Tratto da "I Mulini di Avellino " di G. Di Giacomo

“Forino era posto anch'esso lungo la strada per Salerno dopo Contrada. Il primitivo borgo che si sviluppava intorno al castello, fu edificato in epoca longobarda quando il principe Gauferio comprò alcune terre nella contrada Petruro; nei pressi di quella che era stata poi l’area di Confine tra il Principato beneventano quello salernitano. Proprio per il controllo della linea di demarcazione fra i due principati fu più tardi edificato a pochi chilometri dal casale, un fortilizio sul monte S.Nicola. Nel 1162 eseguito da Matteo Francisio, signore di questo castello era Giacomo Francisio. Nelle segrete, ricavate nei sotterranei della fortezza, furono rinchiusi, alcuni prigionieri per ordine dell’imperatore Federico II. Ma dopo pochi anni, lo stesso imperatore affidò il feudo a Bertoldo de Hohemburg. Forino ed il castello furono in seguito donati da Carlo I d’Angiò, nel dicembre 1268, a Guido Monfort, vicario del Regno di Sicilia. L’ebbero successivamente gli Orsini nel 1420, ai quali il castello rimase in possesso fino alla seconda metà del XV secolo, e ancora Federigo D’Aragona che lo assegnò nel dicembre 1499 al consigliere regio Giovanni Cicinello, mentre dai discendenti di costui fu alienato nel 1563 alla nobile Porzia Villano.
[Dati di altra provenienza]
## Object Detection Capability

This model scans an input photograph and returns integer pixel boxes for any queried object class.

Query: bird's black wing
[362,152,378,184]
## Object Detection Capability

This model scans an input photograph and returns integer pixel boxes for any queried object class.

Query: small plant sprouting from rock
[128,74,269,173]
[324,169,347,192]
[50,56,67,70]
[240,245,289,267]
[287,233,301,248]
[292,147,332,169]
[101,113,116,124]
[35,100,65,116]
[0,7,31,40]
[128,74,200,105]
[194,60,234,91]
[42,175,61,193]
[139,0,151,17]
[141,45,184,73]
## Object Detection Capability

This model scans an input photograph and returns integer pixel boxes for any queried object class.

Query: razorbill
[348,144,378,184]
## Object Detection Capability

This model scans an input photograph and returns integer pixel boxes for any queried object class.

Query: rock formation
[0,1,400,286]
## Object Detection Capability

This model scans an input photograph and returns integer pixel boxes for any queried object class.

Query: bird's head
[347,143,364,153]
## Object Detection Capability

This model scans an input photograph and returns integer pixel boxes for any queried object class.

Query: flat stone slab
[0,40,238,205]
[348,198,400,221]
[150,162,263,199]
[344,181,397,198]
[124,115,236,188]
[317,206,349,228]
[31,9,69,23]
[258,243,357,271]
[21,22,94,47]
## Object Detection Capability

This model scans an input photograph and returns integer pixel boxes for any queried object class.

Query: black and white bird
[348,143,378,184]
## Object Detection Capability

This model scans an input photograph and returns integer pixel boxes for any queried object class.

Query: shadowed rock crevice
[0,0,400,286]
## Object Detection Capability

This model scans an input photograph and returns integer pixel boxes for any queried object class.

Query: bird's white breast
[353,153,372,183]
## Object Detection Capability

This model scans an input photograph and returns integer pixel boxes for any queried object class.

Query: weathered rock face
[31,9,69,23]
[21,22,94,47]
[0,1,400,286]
Passò quindi alla famiglia Cecere nel 1572 e nel 1604 ai principi Caracciolo, che tennero Forino fino all’abolizione dei diritti feudali.
Il castello era disposto in posizione dominante e possedeva opere difensive tali da renderlo tra i più sicuri della zona. L’importanza militare che ebbe Forino comportò più volte l’ampliamento ed il rafforzamento del castello, che all’epoca dei bizantini era stato costruito come un semplice fortilizio. Esso comunicava visivamente tramite un’alta torre con il castello di Rota.
Per il principe di Salerno il castello rappresentava una sentinella indispensabile per scorgere qualsiasi movimento di armati provenienti dal principato beneventano, La costruzione era circolare con l’accesso da una sola porta, i burroni che la circondavano ne rendevano difficile l’accesso e facile la difesa. Nei pressi del castello nascevano le prime abitazioni dei contadini, costruite in pietra, e composte di un solo piano; solo intorno all’anno mille si cominciò a costruire anche un piano superiore. Avevano la copertura di paglia: erano vani angusti senza balconi e prendevano aria e luce da piccole finestre prive di vetri e mancavano i servizi igienici. Per difendersi dalle intemperie le finestre venivano chiuse con pezzi di legno.
Le abitazioni venivano costruite su di un tracciato stretto, tortuoso ed addossate una all’altra, per ripararsi dal vento, dal freddo e potersi meglio organizzare a difesa in caso di pericolo. La notte i contadini riposavano su pagliericci adagiati su tavole di legno; per ripararsi da freddo durante la notte, dormivano con i soli indumenti, coperti da pelli di montone. La vita si svolgeva in un solo ambiente che serviva per tutte le necessità del giorno e della notte. Le stoviglie erano fatte di legno e per tagliare i cibi si usava il pugnale che ogni uomo portava per difesa”.